Nevertheless, Amso described Te Pāti Māori’s dental policy – which provides free care for households earning less than $60,000 a year – as more pragmatic.

Though it’s obviously cheaper to focus a policy on the people of the greatest need, Harris said there were clear benefits to a universal policy

There’s a reduced stigma for people accessing the service, a reduced need for bureaucracy, and ultimately a higher likelihood of sustained political will behind the policy as the middle classes benefit as well.

“After 80 years of dental care being excluded from our public healthcare system, we are excited to see a window opening up to plug this gap in public healthcare, and we want to see the next government grasping this opportunity,” Harris said.

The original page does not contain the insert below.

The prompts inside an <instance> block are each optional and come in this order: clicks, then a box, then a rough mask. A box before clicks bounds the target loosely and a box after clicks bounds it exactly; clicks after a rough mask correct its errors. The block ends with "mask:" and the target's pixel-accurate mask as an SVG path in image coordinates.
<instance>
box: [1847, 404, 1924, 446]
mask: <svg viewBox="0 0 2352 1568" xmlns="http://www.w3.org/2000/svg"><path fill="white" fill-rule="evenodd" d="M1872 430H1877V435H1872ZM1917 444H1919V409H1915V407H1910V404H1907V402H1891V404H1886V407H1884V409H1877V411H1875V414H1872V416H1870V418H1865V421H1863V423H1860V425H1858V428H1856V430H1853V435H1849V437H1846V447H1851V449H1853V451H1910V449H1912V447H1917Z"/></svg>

But while just Labour and the Greens showed up to get their teeth into the petition, are they the only parties with a dental care policy?

Newsroom surveyed the party’s policy documents for dental-specific policy.

Policies:

Labour

  • Free dental care for everybody under 30.
  • Labour will expand dental care in two stages, reaching 18-23-year-olds from July 2025 and 18-29-year-olds from July 2026.
  • Dental workers have already been added to the immigration green list.
  • Increase funding to increase the number of dentists trained in New Zealand by 50 percent, or 30 more dentists a year.

Greens

  • Free dental care for all.
  • Create the New Zealand Dental Service.
  • Lift the cap on training placements to meet increased demand for dentists.
  • Reduce barriers to access via mobile dental vans and funding for community dental clinics, including marae.

Te Pāti Māori

  • Free dental care for households earning less than $60,000.
  • Invest $1 billion per year in Health Workforce Development.

The Opportunities Party

  • Fully funded dental care for under 30s through the Teal Card scheme. It gives the examples of annual check-ups, x-rays and fillings as dental services provided for under the scheme.

National

  • $120m in additional spending on the Child Dental Package over four years.

Act

  • Cut red tape making it easier for medical professionals to move to New Zealand.